As the restart is currently broken can your restart another way without SSH

As the title says, any other way to restart after you have charged your config file without using Putty?

Re Dave

You could create a command line switch and have it restart the service using sudo systemctl restart home-assistant.service. I thought about doing this but decided to wait until it was fixed

From what I am experiencing systemctl restart will also timeout. The only way to truly stop/restart is to use kill -9.

I recently started rebuilding my hassbian because I thought this problem was particular to my setup. Didn’t see any other postings in the forum discussing this.

Same issue here - that’s the error message I get when I restart / try to check my script with hass --script check_config:

Testing configuration at /home/homeassistant/.homeassistant
17-02-13 19:23:53 ERROR (MainThread) [homeassistant.loader] Unable to find component Configuration
Failed config
General Errors:
- Component not found: Configuration
Successful config (partial)

As I wrote in another thread - my config seems to work fine, it is in the right folder (I think) but the re-start process doesn’t find it.

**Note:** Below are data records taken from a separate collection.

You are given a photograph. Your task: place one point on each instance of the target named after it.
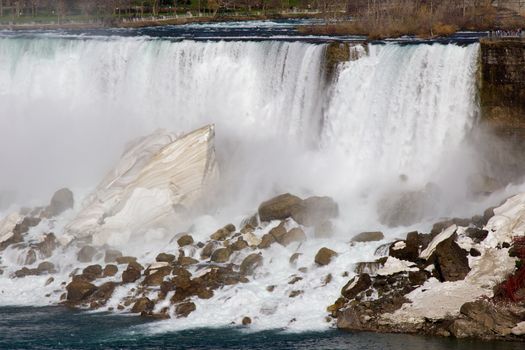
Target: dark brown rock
(124, 260)
(356, 285)
(142, 304)
(79, 290)
(112, 255)
(110, 270)
(184, 309)
(251, 263)
(185, 240)
(221, 255)
(164, 257)
(131, 274)
(451, 261)
(86, 254)
(324, 256)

If anybody has a solution on how to do this with a command line switch I’d be happy to use that instead of putty.

Tried to set it up myself but failed miserably :frowning:

switch:
  -  platform: command_line
     switches:
       hass_restart_switch:
         command_on: 'sudo systemctl restart home-assistant@homeassistant'

I’m probably thinking too simplistic here.
And being a Linux and HA noob doesn’t really help either.

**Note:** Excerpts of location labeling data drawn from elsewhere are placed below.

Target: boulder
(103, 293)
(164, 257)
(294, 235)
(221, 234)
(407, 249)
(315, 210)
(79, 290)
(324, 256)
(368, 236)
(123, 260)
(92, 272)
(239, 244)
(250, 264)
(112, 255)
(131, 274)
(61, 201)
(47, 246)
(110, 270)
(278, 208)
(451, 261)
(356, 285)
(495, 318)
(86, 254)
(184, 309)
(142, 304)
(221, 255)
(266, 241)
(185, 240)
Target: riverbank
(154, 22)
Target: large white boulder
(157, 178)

Interesting. I haven’t had a problem restarting from an ssh session even after the GUI restart failed. I started with an all in one install on raspbian lite

sorry @heathpitts, misunderstanding here

I can re-start through an ssh session fine, np.

But a GUI re-start doesn’t work because the re-start process now includes the yaml-check. And because my fully functional configuration.yaml can’t be found it doesn’t execute.

I was meaning to respond to @sam

Think I have found the problem with my restarts. As I mentioned have been rebuilding hassbian from scratch.
Adding various parts of the configuration.yaml back one piece at a time. Was having no issue with restarts until I added

- platform: bluetooth_tracker

After that restarts fail/timeout. Remove that line and restarts work again.

Can anyone else confirm ?

Seeing the same here. Installed platform: bluetooth_tracker today. Didn’t notice any weird behavior so far in responsiveness, access through SSH, etc… Until my automatic restart at 3PM didn’t seem to work. I ended up doing a sudo reboot which also took more time than usual (like at least a minute) to start executing. But eventually everything comes up again and responsiveness in the GUI is as usual. Must say I am not home right now, so cannot say whether the devices actually respond or not. But at least from what I can see, nothing indicates that they don’t.

Running Hassbian on the latest RPI.

UPDATE: after adding track_new_devices: false, the restart of my HASS was as before again.

Just tested on 0.38.4

Adding

- platform: bluetooth_tracker

Causes the system to become slow ( command line lagg ) and restarts to fail.

Adding

track_new_devices: false

Improves things a lot - ( less command line lagg but still some detected )

Restart still not right. Calling restart service responded faster but didn’t actually start the service properly. The original process id for hass was still showing in
sudo systemctl status -l [email protected]
but the service didn’t actually come back online. Had to kill it with
kill -9
then restart it using
sudo systemctl start [email protected].

I feel there is still an issue with using the bluetooth module so am going to remove it for now.

UPDATE: after adding track_new_devices: false, the restart of my HASS was as before again.

This to the bluethooth device tracker ???